I will second the motion that Fat Boy Teddy's Car has killed more people than any of my guns


----------



## JoninNH (Jan 29, 2004)

These criminals who intend to commit violent crimes that have the potential to put them away for the rest of thier lives are not going to think twice that the gun they just bought from some kid in the parking lot of a Market Basket in Lawrence is illegal to own, because thier intent is to use it in a crime and if they're caught they are going to jail anyway.

_"Gee, maybe I should go out and shoot my wife/neighbor/gas station attendant with a legally owned, registered and permitted .22, because this <insert banned weapon here> is illegal." _ I don't think so.

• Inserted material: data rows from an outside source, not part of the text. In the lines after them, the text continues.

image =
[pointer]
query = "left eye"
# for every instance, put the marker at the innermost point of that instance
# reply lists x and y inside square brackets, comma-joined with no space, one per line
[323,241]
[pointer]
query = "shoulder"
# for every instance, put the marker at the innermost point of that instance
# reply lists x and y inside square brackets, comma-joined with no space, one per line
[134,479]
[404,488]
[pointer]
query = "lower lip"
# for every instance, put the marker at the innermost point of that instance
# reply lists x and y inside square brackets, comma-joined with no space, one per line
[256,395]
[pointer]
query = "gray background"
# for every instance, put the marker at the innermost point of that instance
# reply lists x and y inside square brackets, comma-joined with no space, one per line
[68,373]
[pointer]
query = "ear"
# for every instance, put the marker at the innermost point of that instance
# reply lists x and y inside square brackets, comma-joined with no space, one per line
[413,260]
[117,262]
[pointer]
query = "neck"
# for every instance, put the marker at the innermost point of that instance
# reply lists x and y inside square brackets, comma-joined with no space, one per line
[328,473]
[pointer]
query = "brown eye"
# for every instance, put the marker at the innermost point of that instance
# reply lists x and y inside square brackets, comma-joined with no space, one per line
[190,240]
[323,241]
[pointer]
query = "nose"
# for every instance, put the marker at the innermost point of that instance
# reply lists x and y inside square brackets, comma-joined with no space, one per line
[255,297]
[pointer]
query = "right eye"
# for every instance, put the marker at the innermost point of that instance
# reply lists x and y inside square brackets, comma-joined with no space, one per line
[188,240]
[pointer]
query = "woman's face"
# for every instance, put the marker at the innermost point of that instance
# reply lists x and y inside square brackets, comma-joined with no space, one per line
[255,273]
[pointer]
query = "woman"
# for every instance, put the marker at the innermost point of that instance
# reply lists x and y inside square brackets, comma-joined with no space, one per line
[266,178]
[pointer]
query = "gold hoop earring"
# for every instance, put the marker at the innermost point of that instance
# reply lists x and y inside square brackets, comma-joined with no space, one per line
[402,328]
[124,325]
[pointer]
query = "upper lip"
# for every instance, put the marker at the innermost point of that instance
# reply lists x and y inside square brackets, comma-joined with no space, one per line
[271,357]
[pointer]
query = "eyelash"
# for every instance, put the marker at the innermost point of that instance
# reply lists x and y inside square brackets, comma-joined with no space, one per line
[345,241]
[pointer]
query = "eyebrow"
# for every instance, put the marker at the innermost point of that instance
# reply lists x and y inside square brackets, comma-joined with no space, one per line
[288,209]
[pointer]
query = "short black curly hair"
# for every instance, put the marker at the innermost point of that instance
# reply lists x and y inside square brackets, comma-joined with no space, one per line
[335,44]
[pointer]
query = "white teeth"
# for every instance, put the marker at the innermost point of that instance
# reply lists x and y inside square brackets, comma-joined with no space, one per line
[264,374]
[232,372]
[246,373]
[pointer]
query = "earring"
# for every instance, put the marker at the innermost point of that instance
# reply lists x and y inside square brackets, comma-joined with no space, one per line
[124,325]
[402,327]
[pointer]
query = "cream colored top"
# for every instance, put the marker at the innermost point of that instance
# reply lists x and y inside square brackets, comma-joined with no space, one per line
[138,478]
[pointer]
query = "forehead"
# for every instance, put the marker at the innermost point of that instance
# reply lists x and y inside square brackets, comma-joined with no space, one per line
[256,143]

While I am generally against mandatory sentencing, I'd roll around in my head, the idea of a mandatory sentence for a violent gun crime. Not any gun crime or a mandatory sentence for possession of a weapon/ammo... I am definately NOT in favor of that. There was a guy, I cant recall where he lived, who owned a pistol and didn't register it properly... he shot and killed someone in his apartment who was trying to rape his wife. While the shooting was rulled justified, he didn't posess the weapon legally so he was off to jail for a mandatory one year sentence. Thats why I am not for mandatory sentences... it removes the discression of the trial judge to make allowances in cases like that.


----------



## Killjoy (Jun 23, 2003)

Well said JohnNH....Oddly enough most anti-gun liberals would be the first in line to defend some criminal who uses a gun in a crime; screaming against "mandatory sentencing" and how what a deprived/abused child he/she was, yet they would love to ban all firearms for law-abiding citizens. Funny that they blame the tools, not the carpenter.....


----------



## mpd61 (Aug 7, 2002)

Most of us know that the "Assault Weapons Ban" , or Crime Bill Act of 1994, or "Clinton's Folly" was a TOTAL Joke!!!!!!!!!!!!!!!!!!!!!!!!!!!!!!!!!!!!!!!!!!!!!
:shock: 

Wait until the statistics come in for the last ten years. How much safer where the victims in the D.C. Shootings? Did it matter whether or not the Bushmaster XM-15 used was pre or post ban configuration? NO NO NO!!! The bayonet lug and/or flash suppressor had no relevance in those MURDERS.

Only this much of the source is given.